隨著影像處理技術的蓬勃發展，影片插補成為了其中之一的關鍵技術，為了執行影片插補的技術而可大略定義出兩個步驟去完成。第一步是關鍵影格的選取而第二步則是影格的插補。在本篇論文中提出一個新的關鍵影格選取機制，結合快速二維8×8離散餘弦轉換和逆轉換演算法以加速應用於影片插補的三維離散餘弦轉換演算法。此用在關鍵影格抽取的新方法是基於視覺上的內容將影片中的每一張影格切分成子區塊以計算兩張相鄰影格位於相同位置上的子區塊之相似性差異。一組關鍵影格是整合位在影片裡每張影格相同位置上子區塊的差異性所選取具代表性的影格而成。此組關鍵影格是準備用於影格插補的步驟中，運用三維離散餘弦轉換演算法以插補關鍵影格集合裡相鄰兩張關鍵影格中的影格。於實驗結果中會將採用快速二維離散餘弦轉換和逆轉換演算法加快插補的執行速度，與區塊關鍵影格選取機制以偵測影片中小部分所造成的變化這些優點做一個呈現。

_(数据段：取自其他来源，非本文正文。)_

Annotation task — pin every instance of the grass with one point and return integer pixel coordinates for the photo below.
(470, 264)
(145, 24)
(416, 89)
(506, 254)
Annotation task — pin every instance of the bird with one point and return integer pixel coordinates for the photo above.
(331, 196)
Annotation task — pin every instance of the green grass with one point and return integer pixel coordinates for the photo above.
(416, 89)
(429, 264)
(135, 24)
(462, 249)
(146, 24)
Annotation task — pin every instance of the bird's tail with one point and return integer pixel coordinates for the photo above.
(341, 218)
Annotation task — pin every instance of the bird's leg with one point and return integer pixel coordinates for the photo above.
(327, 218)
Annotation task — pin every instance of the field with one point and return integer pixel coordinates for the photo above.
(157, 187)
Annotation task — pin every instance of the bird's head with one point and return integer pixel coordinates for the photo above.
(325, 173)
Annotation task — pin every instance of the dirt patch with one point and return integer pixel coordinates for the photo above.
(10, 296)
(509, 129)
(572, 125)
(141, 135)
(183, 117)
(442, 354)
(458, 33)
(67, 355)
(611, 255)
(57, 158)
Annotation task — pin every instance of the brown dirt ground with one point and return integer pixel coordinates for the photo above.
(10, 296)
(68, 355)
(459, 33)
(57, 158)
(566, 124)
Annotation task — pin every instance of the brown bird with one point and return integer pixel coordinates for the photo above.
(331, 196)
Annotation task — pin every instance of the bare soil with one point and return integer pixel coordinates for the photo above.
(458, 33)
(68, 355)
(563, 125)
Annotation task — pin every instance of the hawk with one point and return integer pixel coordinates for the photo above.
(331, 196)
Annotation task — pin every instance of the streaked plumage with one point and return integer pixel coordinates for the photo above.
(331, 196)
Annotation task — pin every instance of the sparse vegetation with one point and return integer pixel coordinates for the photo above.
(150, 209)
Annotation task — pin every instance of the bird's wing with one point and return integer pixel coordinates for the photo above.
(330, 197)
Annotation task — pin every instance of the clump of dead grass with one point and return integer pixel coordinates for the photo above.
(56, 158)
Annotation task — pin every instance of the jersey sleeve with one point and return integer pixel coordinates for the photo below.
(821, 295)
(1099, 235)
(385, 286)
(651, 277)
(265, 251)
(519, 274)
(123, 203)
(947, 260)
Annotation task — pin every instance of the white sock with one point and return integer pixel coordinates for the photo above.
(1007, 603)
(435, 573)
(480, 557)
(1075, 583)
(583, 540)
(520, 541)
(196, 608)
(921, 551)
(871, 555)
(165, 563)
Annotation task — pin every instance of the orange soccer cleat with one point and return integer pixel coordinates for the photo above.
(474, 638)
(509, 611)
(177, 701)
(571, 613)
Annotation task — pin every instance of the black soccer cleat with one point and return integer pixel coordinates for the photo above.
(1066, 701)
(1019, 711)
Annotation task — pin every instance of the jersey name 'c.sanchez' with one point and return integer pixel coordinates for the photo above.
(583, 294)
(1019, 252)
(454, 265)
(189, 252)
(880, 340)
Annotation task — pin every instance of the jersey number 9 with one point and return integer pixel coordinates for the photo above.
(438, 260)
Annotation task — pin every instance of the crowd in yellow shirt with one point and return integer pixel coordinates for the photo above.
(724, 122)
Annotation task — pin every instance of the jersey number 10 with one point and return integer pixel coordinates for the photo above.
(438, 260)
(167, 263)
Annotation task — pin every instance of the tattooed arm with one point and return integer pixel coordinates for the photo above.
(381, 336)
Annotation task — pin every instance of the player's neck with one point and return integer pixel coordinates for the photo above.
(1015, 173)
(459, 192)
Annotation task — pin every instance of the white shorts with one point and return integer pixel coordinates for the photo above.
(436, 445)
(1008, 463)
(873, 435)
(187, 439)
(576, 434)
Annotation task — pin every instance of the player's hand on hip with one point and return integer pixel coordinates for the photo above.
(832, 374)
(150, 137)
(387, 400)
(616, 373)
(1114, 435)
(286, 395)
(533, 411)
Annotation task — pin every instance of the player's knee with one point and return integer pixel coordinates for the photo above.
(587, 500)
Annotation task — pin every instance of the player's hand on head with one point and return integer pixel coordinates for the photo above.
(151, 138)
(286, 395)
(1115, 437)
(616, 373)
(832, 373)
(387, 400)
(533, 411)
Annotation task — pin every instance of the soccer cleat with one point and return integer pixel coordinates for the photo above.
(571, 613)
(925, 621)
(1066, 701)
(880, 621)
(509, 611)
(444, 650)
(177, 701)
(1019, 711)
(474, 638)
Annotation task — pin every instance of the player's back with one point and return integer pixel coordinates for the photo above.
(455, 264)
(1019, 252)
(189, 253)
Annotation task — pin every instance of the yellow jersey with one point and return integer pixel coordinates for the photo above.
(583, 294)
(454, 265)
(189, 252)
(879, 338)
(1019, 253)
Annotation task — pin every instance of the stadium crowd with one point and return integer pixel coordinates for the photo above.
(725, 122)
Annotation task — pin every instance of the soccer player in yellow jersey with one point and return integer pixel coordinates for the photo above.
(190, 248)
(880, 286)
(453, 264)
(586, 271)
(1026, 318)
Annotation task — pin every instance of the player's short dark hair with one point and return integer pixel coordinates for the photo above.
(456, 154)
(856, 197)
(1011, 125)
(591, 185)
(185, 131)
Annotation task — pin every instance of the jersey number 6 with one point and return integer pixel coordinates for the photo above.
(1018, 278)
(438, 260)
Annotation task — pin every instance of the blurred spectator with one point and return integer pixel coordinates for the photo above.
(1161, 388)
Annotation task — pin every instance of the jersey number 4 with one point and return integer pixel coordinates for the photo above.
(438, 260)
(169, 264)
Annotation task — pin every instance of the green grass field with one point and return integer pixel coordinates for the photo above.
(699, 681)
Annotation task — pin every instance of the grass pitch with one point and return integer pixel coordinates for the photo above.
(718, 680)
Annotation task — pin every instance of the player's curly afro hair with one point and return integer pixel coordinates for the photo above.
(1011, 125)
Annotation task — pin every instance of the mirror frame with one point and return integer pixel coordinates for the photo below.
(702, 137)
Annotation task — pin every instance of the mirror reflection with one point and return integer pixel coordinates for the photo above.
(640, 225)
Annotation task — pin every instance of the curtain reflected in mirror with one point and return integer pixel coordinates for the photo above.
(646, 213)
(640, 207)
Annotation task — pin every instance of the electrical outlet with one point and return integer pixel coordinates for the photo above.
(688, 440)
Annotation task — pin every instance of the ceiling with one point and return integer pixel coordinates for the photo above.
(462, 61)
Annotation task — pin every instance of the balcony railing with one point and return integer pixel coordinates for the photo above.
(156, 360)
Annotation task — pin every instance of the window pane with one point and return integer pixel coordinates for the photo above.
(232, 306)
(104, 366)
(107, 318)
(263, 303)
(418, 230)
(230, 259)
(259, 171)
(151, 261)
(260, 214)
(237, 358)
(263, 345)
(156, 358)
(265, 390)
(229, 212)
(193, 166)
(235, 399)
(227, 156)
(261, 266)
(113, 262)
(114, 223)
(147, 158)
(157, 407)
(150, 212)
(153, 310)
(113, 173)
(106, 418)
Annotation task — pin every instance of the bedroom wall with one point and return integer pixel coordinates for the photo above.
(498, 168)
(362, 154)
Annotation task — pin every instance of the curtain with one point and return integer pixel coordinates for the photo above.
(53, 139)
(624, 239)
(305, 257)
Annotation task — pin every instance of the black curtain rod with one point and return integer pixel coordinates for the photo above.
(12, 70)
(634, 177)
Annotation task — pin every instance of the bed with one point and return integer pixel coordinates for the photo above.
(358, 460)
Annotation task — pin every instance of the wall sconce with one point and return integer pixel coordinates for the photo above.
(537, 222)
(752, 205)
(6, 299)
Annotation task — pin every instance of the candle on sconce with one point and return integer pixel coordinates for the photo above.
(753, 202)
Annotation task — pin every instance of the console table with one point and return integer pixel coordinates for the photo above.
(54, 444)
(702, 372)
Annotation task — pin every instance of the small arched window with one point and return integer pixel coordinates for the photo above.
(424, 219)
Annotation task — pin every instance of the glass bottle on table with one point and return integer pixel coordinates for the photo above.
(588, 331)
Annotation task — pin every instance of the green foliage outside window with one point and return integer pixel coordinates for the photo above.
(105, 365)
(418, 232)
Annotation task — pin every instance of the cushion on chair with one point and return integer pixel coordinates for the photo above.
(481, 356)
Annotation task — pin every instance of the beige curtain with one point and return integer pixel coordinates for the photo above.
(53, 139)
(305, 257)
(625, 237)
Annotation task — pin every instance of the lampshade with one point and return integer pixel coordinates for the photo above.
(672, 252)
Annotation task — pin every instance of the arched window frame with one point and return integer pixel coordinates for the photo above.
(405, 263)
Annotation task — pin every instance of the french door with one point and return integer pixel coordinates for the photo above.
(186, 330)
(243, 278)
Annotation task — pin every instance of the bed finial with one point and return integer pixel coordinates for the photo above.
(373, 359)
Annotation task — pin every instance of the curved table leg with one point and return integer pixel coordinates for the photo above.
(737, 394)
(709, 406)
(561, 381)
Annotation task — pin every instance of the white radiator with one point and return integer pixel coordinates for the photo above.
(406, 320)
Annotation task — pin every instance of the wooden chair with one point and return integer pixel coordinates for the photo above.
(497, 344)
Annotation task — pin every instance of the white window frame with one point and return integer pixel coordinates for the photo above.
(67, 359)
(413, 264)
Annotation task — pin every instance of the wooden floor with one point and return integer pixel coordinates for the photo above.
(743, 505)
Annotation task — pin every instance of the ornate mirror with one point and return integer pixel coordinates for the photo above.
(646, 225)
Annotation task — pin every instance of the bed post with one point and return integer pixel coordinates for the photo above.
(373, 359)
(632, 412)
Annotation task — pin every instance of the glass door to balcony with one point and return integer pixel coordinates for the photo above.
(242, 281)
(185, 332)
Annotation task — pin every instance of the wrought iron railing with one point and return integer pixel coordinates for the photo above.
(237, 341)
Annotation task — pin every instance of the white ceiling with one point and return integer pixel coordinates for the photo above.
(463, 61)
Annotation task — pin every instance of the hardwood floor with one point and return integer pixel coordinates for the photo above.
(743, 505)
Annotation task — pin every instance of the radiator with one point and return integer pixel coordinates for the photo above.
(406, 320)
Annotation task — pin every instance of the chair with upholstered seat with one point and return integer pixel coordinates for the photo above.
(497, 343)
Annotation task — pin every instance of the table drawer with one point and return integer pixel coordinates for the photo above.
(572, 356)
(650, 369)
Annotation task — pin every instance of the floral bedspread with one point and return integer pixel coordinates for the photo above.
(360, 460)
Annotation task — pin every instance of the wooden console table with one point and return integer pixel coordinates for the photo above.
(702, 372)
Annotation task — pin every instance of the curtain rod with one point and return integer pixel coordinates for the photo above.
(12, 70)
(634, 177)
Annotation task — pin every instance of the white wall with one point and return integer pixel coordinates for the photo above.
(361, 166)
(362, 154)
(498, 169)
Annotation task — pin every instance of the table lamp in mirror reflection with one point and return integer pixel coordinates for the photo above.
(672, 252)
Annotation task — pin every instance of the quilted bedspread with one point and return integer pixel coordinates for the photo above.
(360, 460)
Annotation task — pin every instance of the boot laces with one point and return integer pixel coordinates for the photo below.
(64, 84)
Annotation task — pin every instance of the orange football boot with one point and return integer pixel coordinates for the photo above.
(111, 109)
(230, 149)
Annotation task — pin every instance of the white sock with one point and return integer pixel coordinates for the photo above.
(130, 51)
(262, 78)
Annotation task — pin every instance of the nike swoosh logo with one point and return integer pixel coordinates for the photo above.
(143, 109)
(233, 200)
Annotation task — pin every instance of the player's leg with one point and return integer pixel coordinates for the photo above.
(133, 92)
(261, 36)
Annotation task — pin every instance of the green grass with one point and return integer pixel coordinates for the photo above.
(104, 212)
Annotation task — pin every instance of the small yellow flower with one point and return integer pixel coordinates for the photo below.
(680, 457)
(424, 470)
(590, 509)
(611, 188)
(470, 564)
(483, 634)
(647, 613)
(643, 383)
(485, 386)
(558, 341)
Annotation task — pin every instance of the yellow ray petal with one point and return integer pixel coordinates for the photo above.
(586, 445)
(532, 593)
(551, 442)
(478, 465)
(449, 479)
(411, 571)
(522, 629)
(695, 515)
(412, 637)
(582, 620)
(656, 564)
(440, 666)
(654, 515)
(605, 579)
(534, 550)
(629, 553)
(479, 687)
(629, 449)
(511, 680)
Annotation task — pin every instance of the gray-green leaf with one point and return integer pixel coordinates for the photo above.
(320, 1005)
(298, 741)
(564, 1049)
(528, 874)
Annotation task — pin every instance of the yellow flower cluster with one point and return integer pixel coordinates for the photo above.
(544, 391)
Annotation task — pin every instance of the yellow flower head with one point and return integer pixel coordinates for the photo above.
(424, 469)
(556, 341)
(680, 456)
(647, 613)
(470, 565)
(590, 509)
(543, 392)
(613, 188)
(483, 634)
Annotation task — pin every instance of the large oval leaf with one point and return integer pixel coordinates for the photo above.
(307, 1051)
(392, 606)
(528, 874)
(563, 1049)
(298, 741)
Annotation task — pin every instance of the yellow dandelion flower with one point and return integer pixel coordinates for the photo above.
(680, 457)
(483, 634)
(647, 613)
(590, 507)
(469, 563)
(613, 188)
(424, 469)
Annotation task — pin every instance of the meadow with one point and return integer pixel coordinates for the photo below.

With the rapid growth of development in image processing technologies, the video frame interpolation techniques become one of the key parts. To implement the video interpolation technique, it can be roughly defined two steps to accomplish it. The first step is key frame extraction and the second is frame interpolation. In this thesis, a new key frame selection mechanism together with the fast two-dimensional (2-D) 8×8 forward and inverse discrete cosine transform (DCT) algorithms, which are used to accelerate the three-dimensional (3-D) DCT algorithm, is used to implement the video interpolation technique. The new method utilized to extract the key frames is based on the visual content and each frame of the video sequence is divided into sub-blocks for computing the similarity differences between corresponding sub-blocks of two adjacent frames. A key frame set is formed by integrating the representative frames extracted by the difference computation from sub-blocks which are at the same position of a frame in the video frame sequence. The key frame set is up for using in the frame interpolation step to interpolate frames between two adjacent key frames in the set with the 3-D DCT algorithm. The experimental results show the advantage on acceleration of the execution speed for performing the fast 2-D DCT and IDCT algorithm that can be more than 7 times compared with the conventional DCT method. In addition, the merit of the block based key frame selection mechanism to detect the variation caused by a small portion of the visual content is presented as well.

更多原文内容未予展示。